Here’s one more: At the end of the process, are your prospects saying about you, “We have to hire this company”? If the answer is not “yes” and everyone is not saying that at the end, you have more work to do. You have to review every part of your sales process and make adjustments. Keep in mind, I didn’t say, “We have to hire this company because they’re the cheapest.” The comment we’re looking to generate from every prospect is not dependent on price — they should be willing to hire you because you gave them a remarkable experience and made them feel like this was a safe choice, not because you’re the cheapest vendor.
If You Want To Leverage Data To Make More Informed Marketing Decisions
Historically, marketing decisions were made based on opinions, past experiences, attitudes and assumptions. This might be how manufacturing companies made marketing decisions in the past, but today, decisions are based on facts, numbers, quantitative analysis and insights derived from real-time performance data.
Have fewer-than-expected marketing-qualified leads this month? Here’s what the data says, here’s what we need to do about it, here are the tests we’re running and the expected results from those tests. We’ll check back in two weeks when we have enough data from the tests to make a smart decision.
Have fewer-than-expected sales opportunities this month? Here’s what the data says, here’s what we need to do about it, here are the tests we’re running and the expected results from those tests. You get the rest of the narrative. Now you’re making marketing and sales decisions not based on gut feelings and past experiences, but rather on live prospect behavioral data.
Marketing and sales are now a science as opposed to an art.
In no way am I oversimplifying the incredibly complex sales and marketing environments most manufacturing companies live in day in and day out. This is just a collection of the most common challenges shared with me at the conference.
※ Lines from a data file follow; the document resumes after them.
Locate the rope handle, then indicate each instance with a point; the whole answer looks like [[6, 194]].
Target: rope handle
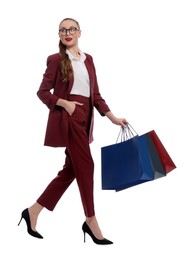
[[126, 133]]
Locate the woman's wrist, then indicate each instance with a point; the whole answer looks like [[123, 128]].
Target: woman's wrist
[[61, 102]]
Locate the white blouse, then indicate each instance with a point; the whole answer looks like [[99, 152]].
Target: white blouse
[[81, 85]]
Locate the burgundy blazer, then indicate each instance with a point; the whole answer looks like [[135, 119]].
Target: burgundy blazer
[[52, 88]]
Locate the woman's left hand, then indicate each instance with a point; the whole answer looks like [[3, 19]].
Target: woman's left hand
[[117, 121], [120, 121]]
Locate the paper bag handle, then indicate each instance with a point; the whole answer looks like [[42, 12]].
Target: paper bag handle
[[126, 133]]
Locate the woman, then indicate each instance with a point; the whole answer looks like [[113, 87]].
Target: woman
[[72, 76]]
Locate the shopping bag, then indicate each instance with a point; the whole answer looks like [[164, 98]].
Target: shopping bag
[[126, 164], [155, 159], [164, 156]]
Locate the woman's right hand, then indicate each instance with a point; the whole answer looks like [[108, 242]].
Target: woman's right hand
[[69, 106]]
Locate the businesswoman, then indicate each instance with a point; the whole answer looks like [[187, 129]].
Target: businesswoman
[[70, 90]]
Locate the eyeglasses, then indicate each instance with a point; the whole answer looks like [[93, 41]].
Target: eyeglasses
[[71, 30]]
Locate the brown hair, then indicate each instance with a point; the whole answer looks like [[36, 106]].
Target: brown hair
[[65, 66]]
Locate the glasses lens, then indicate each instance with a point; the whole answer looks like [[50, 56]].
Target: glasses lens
[[63, 32], [72, 30]]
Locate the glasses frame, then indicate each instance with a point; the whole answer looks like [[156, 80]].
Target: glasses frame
[[68, 30]]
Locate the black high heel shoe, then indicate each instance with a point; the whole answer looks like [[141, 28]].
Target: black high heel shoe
[[25, 215], [104, 241]]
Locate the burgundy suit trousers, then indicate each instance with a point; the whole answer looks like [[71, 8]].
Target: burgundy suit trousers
[[78, 165]]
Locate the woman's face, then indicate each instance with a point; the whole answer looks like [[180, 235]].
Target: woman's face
[[69, 33]]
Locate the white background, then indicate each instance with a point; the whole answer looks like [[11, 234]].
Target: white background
[[142, 57]]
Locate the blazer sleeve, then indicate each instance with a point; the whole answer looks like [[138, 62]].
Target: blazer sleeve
[[48, 82], [99, 103]]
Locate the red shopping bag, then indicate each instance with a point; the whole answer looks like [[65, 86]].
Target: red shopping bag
[[165, 158]]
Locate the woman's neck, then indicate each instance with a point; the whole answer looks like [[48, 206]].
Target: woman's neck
[[75, 52]]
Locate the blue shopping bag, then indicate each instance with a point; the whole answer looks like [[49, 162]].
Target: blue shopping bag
[[126, 164]]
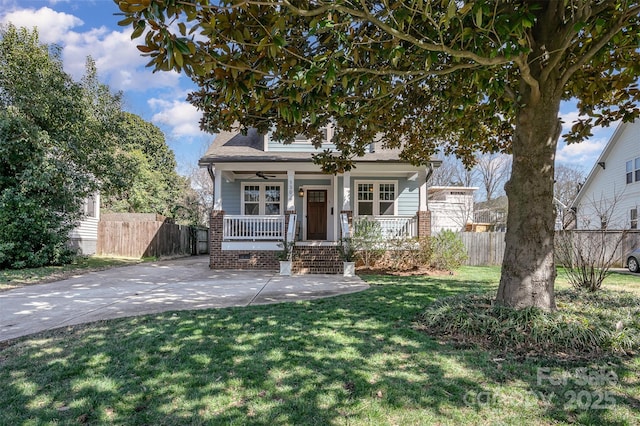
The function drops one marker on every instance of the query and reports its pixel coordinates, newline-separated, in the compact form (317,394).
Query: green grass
(352,359)
(14,278)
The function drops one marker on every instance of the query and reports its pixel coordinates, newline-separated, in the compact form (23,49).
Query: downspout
(212,175)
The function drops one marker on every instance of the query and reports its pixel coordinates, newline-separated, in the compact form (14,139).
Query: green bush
(405,254)
(447,251)
(368,241)
(585,324)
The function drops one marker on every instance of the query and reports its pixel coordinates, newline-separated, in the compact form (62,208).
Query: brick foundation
(236,259)
(316,260)
(424,224)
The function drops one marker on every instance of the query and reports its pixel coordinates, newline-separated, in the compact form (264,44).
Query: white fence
(392,226)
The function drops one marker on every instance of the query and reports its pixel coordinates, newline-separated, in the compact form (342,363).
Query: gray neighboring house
(610,196)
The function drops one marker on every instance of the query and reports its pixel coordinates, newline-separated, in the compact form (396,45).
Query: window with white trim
(376,198)
(261,199)
(633,170)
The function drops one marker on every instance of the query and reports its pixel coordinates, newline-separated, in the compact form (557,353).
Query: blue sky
(89,27)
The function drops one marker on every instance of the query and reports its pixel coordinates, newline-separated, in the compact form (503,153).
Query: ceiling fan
(263,176)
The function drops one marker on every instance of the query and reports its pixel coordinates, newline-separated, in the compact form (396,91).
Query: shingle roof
(233,147)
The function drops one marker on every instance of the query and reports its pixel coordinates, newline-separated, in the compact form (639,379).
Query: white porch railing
(394,226)
(248,228)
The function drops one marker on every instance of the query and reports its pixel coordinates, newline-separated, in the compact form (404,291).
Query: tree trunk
(528,268)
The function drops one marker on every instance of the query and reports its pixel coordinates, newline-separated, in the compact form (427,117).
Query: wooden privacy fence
(487,248)
(483,248)
(147,235)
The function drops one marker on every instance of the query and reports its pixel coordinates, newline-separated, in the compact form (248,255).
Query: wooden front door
(317,214)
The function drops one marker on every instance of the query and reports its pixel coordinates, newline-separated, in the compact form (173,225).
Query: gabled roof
(234,147)
(611,143)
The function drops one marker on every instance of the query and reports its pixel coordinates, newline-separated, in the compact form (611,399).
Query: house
(266,192)
(84,237)
(610,196)
(451,208)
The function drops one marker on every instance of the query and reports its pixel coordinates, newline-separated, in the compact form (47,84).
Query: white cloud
(583,154)
(182,117)
(52,25)
(119,62)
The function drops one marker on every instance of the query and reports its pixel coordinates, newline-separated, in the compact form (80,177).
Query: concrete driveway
(179,284)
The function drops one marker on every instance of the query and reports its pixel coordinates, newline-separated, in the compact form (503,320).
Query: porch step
(316,260)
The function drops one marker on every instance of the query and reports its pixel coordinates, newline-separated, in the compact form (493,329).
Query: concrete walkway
(180,284)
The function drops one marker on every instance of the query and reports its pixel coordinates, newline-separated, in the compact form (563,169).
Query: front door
(317,214)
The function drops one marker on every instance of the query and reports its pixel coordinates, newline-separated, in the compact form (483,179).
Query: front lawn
(352,359)
(14,278)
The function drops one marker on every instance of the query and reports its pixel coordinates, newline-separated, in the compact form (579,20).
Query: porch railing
(393,226)
(248,228)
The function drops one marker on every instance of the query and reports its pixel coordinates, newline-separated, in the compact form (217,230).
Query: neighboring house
(84,237)
(451,208)
(610,196)
(266,192)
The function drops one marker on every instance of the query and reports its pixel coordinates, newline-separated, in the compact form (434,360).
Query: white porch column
(291,191)
(217,190)
(346,192)
(422,178)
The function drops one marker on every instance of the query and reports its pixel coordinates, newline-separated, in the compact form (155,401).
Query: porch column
(422,178)
(215,239)
(423,214)
(217,190)
(346,200)
(291,191)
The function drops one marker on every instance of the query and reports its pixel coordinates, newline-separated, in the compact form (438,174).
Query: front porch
(255,242)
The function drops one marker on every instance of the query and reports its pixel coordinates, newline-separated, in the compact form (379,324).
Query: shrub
(368,241)
(407,253)
(585,325)
(447,251)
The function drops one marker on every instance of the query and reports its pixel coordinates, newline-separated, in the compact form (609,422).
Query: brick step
(316,260)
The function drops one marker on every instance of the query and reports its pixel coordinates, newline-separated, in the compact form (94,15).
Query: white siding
(451,208)
(606,191)
(84,237)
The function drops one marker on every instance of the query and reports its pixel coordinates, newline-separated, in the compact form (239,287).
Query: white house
(84,237)
(451,207)
(610,196)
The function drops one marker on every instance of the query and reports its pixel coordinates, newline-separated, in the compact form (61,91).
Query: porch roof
(234,147)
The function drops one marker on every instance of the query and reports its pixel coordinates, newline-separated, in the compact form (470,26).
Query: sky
(89,28)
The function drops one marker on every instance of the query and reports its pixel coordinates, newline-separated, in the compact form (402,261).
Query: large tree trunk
(528,268)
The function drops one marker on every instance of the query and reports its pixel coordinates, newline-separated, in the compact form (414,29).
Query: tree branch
(587,56)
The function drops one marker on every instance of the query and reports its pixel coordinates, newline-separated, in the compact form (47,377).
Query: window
(633,170)
(261,199)
(376,198)
(90,206)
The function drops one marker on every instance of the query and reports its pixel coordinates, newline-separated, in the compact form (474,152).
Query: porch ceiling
(272,167)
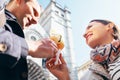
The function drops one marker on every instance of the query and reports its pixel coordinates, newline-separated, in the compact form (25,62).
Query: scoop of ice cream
(58,40)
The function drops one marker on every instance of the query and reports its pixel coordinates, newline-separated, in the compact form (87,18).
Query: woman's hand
(60,70)
(45,48)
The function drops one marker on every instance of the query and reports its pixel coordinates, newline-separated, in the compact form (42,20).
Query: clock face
(32,34)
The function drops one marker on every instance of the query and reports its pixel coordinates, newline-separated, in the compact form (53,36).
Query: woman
(103,37)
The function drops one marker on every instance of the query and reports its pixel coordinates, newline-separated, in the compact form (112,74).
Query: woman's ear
(110,27)
(19,2)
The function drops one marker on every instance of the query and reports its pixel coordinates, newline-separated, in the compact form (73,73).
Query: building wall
(56,20)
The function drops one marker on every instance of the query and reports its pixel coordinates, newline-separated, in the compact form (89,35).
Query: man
(13,65)
(2,14)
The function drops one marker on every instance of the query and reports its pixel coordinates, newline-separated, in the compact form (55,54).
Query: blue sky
(82,11)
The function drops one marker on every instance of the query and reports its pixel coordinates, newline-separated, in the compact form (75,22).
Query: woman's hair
(116,34)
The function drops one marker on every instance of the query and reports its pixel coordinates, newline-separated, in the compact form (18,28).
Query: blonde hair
(116,31)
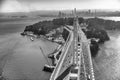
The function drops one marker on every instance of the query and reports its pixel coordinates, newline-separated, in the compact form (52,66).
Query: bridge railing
(55,72)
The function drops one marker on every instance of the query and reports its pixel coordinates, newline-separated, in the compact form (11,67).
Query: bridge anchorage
(75,62)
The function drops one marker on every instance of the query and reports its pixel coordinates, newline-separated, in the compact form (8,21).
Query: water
(111,18)
(20,58)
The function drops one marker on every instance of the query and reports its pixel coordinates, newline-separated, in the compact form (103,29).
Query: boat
(48,68)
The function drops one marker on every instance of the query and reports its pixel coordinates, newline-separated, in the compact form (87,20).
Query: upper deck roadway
(75,62)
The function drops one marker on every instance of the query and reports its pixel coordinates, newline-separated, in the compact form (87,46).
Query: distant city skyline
(34,5)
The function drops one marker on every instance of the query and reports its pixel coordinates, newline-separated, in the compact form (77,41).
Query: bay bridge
(75,62)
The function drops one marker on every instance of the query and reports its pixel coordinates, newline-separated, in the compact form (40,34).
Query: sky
(33,5)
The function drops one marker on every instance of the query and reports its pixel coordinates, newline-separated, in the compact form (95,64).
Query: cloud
(32,5)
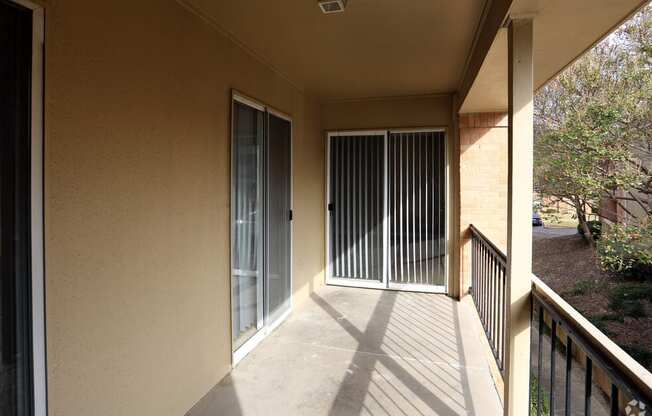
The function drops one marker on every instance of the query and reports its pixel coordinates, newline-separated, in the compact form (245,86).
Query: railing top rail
(635,377)
(488,242)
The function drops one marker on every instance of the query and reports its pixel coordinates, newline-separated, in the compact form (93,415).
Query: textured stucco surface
(137,203)
(426,111)
(483,182)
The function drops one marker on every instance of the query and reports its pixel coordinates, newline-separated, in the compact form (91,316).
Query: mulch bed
(562,262)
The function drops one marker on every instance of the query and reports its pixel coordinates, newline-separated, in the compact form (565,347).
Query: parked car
(536,220)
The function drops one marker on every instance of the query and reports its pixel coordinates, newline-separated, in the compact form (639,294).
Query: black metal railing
(575,369)
(488,281)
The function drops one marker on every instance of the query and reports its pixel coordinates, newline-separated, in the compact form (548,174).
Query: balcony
(350,351)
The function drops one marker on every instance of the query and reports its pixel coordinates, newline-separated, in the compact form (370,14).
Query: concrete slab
(353,351)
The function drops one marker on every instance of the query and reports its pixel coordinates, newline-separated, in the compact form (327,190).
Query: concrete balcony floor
(353,351)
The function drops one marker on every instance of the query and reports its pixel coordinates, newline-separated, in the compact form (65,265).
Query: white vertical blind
(414,188)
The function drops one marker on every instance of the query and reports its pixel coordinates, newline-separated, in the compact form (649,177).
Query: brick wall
(483,182)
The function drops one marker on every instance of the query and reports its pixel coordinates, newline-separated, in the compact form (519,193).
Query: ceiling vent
(332,6)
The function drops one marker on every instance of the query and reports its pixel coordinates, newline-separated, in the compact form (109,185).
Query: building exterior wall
(137,189)
(483,182)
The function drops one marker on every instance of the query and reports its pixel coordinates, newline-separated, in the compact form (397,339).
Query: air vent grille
(332,6)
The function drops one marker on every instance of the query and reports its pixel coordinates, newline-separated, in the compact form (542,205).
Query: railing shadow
(398,364)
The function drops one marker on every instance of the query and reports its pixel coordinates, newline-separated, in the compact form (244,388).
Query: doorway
(387,196)
(261,236)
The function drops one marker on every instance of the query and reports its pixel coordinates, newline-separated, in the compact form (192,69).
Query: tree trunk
(581,217)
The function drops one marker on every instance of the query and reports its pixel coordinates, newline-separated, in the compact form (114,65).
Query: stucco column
(519,220)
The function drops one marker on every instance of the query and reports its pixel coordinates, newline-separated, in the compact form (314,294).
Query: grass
(545,398)
(600,322)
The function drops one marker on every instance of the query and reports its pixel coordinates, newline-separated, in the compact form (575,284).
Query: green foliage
(595,227)
(545,398)
(627,299)
(641,354)
(592,123)
(582,287)
(626,250)
(600,321)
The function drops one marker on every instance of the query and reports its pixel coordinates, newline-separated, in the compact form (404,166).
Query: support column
(519,220)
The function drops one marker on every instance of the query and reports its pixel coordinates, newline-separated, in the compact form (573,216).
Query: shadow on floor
(362,352)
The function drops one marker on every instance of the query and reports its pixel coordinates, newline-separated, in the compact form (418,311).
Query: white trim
(449,213)
(385,209)
(356,133)
(364,283)
(419,130)
(409,287)
(265,327)
(280,114)
(37,212)
(255,340)
(243,99)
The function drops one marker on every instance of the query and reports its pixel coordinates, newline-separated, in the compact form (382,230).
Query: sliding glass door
(356,208)
(16,314)
(248,204)
(261,221)
(387,209)
(279,214)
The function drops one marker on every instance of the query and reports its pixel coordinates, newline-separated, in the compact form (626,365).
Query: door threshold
(256,339)
(392,286)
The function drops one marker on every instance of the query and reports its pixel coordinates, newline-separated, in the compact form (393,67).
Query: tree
(593,125)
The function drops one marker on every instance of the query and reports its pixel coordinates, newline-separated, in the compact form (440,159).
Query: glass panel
(356,207)
(417,208)
(15,303)
(279,199)
(247,276)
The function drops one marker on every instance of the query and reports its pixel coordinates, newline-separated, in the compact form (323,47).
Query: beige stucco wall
(137,203)
(483,182)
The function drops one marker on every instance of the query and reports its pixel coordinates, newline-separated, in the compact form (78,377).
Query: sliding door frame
(37,245)
(339,281)
(267,326)
(384,283)
(273,324)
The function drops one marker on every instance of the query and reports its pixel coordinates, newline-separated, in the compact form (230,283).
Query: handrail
(488,242)
(626,376)
(488,290)
(621,368)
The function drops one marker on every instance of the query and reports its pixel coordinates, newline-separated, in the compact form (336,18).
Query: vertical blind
(416,208)
(356,209)
(408,169)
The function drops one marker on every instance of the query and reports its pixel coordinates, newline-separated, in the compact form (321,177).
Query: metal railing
(488,282)
(576,369)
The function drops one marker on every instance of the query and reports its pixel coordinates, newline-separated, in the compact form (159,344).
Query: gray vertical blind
(416,205)
(277,225)
(356,208)
(415,184)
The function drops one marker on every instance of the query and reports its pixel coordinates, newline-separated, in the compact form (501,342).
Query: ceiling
(375,48)
(563,30)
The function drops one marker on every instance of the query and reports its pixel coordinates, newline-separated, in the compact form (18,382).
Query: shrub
(545,398)
(627,299)
(595,227)
(582,287)
(627,250)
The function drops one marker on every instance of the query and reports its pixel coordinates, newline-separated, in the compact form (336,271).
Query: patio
(350,351)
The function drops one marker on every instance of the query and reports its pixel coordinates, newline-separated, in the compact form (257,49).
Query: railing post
(519,211)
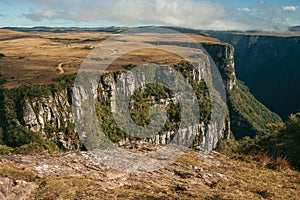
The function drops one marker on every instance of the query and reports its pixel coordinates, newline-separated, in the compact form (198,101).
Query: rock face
(268,65)
(51,114)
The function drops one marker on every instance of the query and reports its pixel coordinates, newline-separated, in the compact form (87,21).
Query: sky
(267,15)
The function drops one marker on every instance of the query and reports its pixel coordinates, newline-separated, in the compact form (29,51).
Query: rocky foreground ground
(78,175)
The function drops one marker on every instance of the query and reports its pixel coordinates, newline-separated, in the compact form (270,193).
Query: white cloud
(199,14)
(38,14)
(244,9)
(289,8)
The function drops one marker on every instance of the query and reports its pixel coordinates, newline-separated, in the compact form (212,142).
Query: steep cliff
(248,116)
(47,109)
(267,63)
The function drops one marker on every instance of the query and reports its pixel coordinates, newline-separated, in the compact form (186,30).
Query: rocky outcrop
(51,112)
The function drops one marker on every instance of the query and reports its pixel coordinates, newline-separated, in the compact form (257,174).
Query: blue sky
(269,15)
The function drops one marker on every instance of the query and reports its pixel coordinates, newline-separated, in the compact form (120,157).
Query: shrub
(5,149)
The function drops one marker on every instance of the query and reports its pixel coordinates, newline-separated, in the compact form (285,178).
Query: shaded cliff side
(268,64)
(46,110)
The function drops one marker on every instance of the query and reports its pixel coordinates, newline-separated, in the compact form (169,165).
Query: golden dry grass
(37,58)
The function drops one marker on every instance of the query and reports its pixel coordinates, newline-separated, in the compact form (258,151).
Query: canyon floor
(78,175)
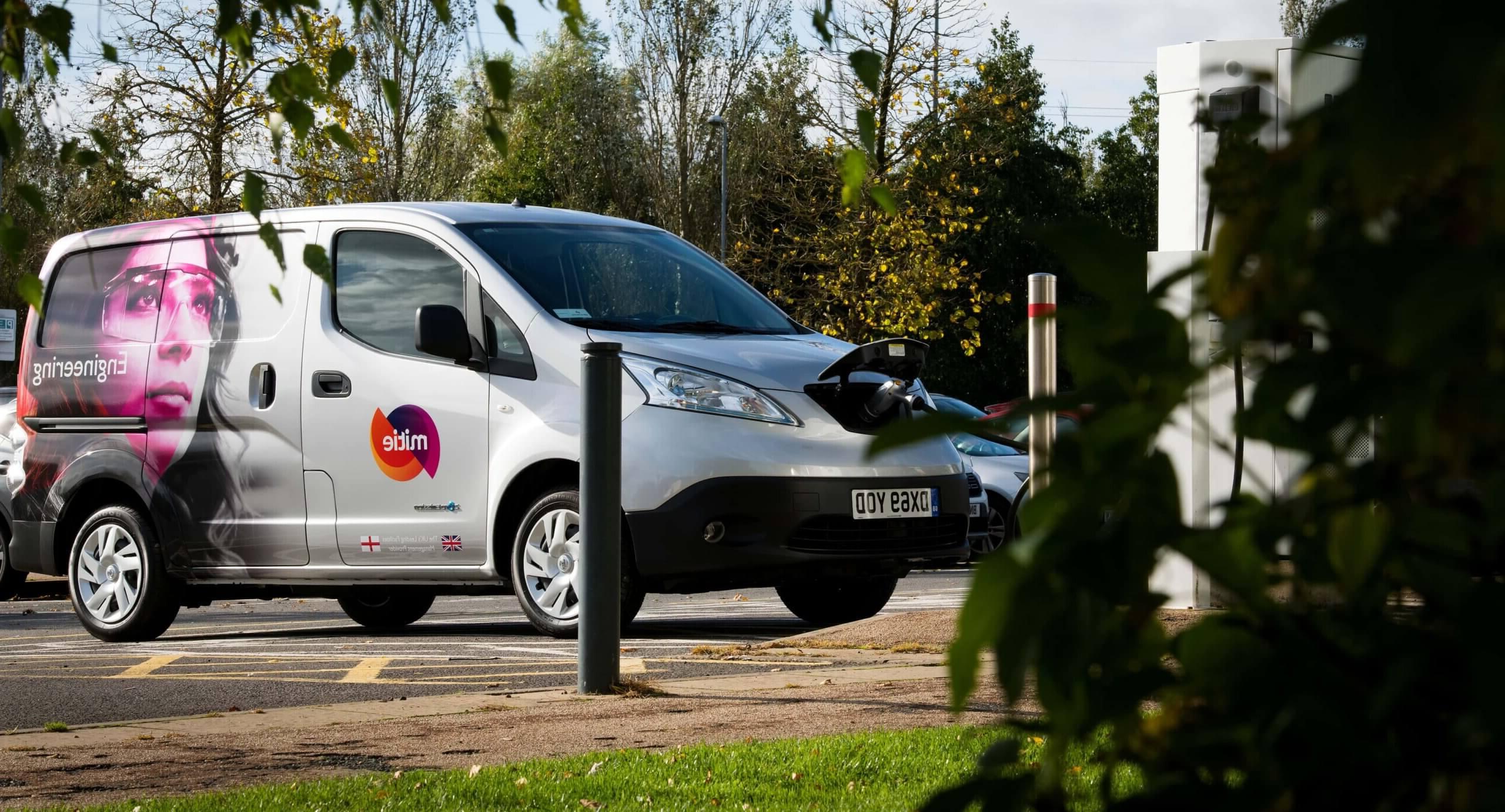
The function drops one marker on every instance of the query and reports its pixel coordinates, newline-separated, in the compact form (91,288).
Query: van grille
(843,534)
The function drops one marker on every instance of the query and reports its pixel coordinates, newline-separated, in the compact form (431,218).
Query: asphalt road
(288,652)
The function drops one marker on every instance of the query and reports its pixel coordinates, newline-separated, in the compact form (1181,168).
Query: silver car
(1003,469)
(401,418)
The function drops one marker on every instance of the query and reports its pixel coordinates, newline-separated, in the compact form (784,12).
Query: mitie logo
(405,442)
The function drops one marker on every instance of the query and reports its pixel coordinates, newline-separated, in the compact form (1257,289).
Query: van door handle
(265,385)
(332,384)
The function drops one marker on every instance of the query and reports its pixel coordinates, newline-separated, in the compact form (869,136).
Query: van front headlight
(700,391)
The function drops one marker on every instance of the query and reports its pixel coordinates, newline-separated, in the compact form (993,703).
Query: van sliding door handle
(265,385)
(332,384)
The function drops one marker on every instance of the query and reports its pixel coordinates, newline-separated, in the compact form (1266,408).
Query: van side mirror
(440,330)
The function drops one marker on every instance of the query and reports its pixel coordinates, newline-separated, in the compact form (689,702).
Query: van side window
(383,279)
(504,345)
(100,298)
There were many more specific company challenges around the quality of data, sales/marketing alignment and the deployment of technology to fix some of these issues.
It does, however, appear that these more traditional companies have now realized some of their legacy tactics are producing diminishing results, and they’re open to new options, methodologies and tactics. If this describes your company, you might want to consider some of the solutions provided above. While they all might not be perfect for your company, there are probably a handful of recommendations that you could take and apply today.